Pros and cons of buying a used car


Determine whether a used car is right for you

Used vehicles are often the best values you’ll find in the automotive market. This is especially so for late-model ones. Not only is the price lower than a comparable new car, but ownership expenses such as collision insurance and taxes are lower, and a used vehicle has already taken its biggest hit in depreciation. In addition, buying used is often a way to get a better-equipped vehicle than you’d be able to afford new.

But buying a used vehicle is an exercise in finding the right balance of value and risk. Following are some issues to consider.


One thing that has made used cars more appealing is their improved reliability. In a analysis of Consumer Reports annual subscriber surveys over the past few years, we found that five-year-old vehicles in the latest survey had one-third fewer problems than the five-year-old vehicles we looked at in 2005. Years ago, rust and exhaust-system problems were common, but that’s no longer the case. As a result, buying a late-model used vehicle is not as much of a risk as it used to be. When properly maintained, today’s vehicles should easily go well past 100,000 miles, and many could reach 200,000 miles without a major breakdown.

Warranties and repairs

Although used cars are more reliable than ever, maintenance and repair costs are important considerations.

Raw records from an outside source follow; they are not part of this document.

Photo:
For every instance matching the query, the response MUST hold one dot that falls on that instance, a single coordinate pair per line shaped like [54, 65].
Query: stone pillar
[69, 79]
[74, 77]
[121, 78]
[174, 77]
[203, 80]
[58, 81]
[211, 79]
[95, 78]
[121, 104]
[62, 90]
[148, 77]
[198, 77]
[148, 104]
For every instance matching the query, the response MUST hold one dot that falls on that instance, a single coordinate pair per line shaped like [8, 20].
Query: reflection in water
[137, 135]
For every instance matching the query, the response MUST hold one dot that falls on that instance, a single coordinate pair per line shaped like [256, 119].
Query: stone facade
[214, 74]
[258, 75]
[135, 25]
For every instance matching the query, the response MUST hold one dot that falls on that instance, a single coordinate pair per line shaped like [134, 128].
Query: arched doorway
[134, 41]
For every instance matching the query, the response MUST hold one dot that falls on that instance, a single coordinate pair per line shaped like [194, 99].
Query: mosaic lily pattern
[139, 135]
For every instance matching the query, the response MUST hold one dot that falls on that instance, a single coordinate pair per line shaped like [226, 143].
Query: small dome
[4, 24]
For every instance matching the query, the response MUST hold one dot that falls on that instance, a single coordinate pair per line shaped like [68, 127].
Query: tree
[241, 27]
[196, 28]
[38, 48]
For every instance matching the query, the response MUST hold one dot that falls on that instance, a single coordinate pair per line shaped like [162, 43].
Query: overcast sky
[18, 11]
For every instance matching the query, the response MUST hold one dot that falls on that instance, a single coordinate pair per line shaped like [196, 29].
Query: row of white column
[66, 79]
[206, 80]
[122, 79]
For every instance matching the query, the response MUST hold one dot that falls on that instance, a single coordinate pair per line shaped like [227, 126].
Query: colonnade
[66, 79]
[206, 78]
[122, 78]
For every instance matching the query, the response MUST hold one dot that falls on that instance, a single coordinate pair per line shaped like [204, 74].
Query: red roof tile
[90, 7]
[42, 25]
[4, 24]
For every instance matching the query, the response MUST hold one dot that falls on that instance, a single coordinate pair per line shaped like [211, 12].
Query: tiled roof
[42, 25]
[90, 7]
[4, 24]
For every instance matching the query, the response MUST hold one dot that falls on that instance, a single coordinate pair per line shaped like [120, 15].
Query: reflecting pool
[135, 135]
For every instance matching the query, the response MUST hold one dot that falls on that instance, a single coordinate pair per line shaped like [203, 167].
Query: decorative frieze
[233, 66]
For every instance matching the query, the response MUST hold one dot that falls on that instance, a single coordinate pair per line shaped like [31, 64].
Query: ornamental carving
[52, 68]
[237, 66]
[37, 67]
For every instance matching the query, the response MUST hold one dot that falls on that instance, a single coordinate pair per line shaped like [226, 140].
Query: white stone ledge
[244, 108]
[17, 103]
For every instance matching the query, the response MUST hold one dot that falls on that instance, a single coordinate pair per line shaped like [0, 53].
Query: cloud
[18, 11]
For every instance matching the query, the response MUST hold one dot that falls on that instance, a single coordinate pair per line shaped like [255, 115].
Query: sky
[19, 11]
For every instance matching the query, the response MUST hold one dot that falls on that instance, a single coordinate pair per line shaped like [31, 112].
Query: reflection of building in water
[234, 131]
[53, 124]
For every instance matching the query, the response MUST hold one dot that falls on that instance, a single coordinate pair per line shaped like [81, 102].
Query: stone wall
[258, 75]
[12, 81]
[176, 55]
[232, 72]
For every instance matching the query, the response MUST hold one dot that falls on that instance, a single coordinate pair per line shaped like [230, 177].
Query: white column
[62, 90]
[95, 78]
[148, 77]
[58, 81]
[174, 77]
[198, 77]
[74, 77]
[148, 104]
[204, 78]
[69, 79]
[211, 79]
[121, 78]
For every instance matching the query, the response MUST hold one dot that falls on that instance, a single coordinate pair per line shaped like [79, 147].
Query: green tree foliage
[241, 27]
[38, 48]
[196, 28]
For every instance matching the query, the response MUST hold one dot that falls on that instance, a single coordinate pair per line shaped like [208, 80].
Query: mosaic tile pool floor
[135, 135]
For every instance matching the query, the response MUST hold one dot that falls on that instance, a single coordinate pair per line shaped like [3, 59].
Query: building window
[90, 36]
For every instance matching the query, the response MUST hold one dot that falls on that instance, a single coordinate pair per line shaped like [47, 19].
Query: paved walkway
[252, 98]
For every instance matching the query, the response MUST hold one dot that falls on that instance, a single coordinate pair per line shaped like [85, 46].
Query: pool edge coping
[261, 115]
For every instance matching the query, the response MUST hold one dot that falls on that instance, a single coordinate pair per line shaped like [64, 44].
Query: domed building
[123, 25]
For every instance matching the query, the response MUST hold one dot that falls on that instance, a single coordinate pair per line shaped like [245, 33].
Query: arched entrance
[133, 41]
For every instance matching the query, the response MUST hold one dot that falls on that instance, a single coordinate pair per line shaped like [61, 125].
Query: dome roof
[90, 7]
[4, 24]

In the first two or three years of a car’s life, it has fewer problems and is typically covered by a comprehensive warranty. A used car, on the other hand, is either close to coming off warranty or already off it. You can expect not only more problems as time goes on, but more costly ones as the years pile up.

This means that owners will have to pay for repairs out of pocket, but most costs will probably go to replace parts like tires, brakes, or a battery—high-wear items that often aren’t covered by a warranty anyway. The expense of replacing all of them, if necessary, would still be relatively modest considering the overall savings from buying a used vehicle.

There is always the risk that you’ll buy a lemon. Even a car with a great reliability history can be a risky proposition if it was abused by a previous owner or if previous damage has been hidden. By giving the car a careful inspection yourself and having the vehicle thoroughly inspected by a qualified mechanic, you can usually get a good idea of the car’s value.


A major disadvantage to buying a new car is the rapid depreciation it undergoes in the first few years. Models typically lose about 47 percent of their value in the first three years, compared with 18 percent over the next three. But this varies greatly among models. The 2007 BMW 3 Series, for example, has held its value relatively well (about 30 percent depreciation over the first three years), while the 2007 Lincoln Town Car has depreciated rapidly (about 60 percent).

Several factors determine depreciation, including the model’s popularity, perceived quality, supply, and whether or not the vehicle is of the current design. The average depreciation on a $27,500 vehicle leaves less than $15,000 after three years, a huge hit in residual value.

Interest rates

Loans for new cars typically have a lower interest rate, but the difference is often not a major concern. In March 2010 the rates for a 36-month new-car loan was about 6.7 percent, according to; a 36-month used-car loan was about 7. 1 percent. These two rates are often within just one percentage point of each other, and the additional interest you pay on a used-car loan adds only about $7 to $15 on a monthly loan payment.


You’ll typically pay less to insure a used vehicle than a new version of the same vehicle. Insurer USAA quoted a New York policyholder with a good driving record $441 for a six-month policy on a three-year old Honda CR-V EX and $483 for a new CR-V, which would equal $84 in annual savings.


Buying a used car means you won’t have the latest safety features. Newer features such as electronic stability control (ESC), head-protecting curtain air bags, and advanced frontal air-bag systems are harder to find on older vehicles. But safety features such as antilock brakes, traction control, and side air bags have been commonplace for quite a few years now. LATCH child-seat anchors have been mandated since 2002 and top-tethers since the 1999 model year.

If you can accept a reliable vehicle that is in less-than-mint condition and you’re willing to pay for maintenance and repair costs, your dollars will go further when buying a used car rather than a new one.